Parallèlement, il s’inscrivit à l’Ecole des langues d’al-Attarine où il eut
pour maîtres Cheïkh Hmida Bayram et le grand orientaliste William Marçais.
C’est là qu’il rencontra le grand érudit Othman Kaâk et le savant Cheïkh Fadhel
Ben Achour qui exercèrent sur lui une influence notoire. C’est surtout Cheïkh
Arbi Kabadi, doyen des lettres, avec qui il se lia d’amitié, qui l’initia à l’adab
et affermit sa passion pour la poésie arabe. En 1934, il participa à côté
de Cheïkh Kabadi à l’œuvre de fondation de la Rachidia (3) et fit un des
membres de sa section littéraire.
Particulièrement
doué pour les belles-lettres, Si Mahmoud possédait une faculté d’assimilation
peu commune. Il lui suffisait d’entendre déclamer devant lui une seule fois des
vers classiques ou modernes pour les retenir définitivement et les réciter par
cœur. Son intérêt assidu pour les grands exégètes, rhétoriciens, linguistes et
penseurs arabes maintenait l’étendue de sa culture, la richesse de sa
conversation et la sûreté de son érudition.

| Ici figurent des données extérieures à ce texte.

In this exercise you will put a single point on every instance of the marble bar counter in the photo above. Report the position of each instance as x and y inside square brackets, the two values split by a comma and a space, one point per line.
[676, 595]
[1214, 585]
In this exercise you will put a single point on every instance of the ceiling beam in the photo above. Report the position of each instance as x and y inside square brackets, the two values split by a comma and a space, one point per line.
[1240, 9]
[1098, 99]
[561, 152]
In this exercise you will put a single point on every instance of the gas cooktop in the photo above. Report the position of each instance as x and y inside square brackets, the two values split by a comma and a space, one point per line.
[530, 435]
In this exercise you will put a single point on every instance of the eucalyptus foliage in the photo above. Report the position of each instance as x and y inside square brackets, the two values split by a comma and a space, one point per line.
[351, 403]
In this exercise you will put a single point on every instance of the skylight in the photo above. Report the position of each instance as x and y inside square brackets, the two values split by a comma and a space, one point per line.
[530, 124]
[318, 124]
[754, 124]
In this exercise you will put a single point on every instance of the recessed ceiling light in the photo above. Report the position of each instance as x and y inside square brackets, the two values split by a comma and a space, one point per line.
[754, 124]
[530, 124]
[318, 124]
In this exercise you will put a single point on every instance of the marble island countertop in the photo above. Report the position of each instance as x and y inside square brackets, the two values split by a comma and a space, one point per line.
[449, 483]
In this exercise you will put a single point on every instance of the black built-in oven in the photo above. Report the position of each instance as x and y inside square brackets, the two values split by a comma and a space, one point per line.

On n’hésitait pas à le consulter
sur la datation d’un texte, l’attribution d’un poème antéislamique à tel ou tel
poète ou sur les structures rythmiques et thématiques d’une qacîda. Il
était en somme pour le public lettré un renvoi sûr et une source inépuisable. (4)
Féru
de fiqh hanafite, passionné surtout d’histoire et de culture
tunisiennes, il était de surcroît un véritable généalogiste et un fin
connaisseur de la société tunisoise. Sa participation aux cercles littéraires,
ses émissions radiophoniques (diffusées dans les années 40) et ses articles
parus dans la revue al-Thouraya (3è, 5è numéro et suivants) suscitaient
l’admiration de ses interlocuteurs, de ses auditeurs ou de ses lecteurs.
Sociable,
humble avec les pauvres, débordant de foi, il était objet d’égards et de
respect de la part de tout le monde. Il fut aussi, en heureux père de famille,
toujours entouré des soins de sa campagne dévouée, Zahida, fille de Si M’hammad
Ben Raïs et nièce de Si Ahmad Ben Raïs, ministre de la plume et bâch kâtib, de
ses deux filles, Mesdames Samia Belkhodja et Zohra Ben Zakkour, l’une et
l’autre exemples parfaits de politesse et de distinction et de ses
petites-filles, ainsi que ses amis qui resteront fidèles à la mémoire de celui
qui consacra sa vie durant au culte de la dévotion, du savoir et du respect de
nos valeurs ancestrales et de nos traditions.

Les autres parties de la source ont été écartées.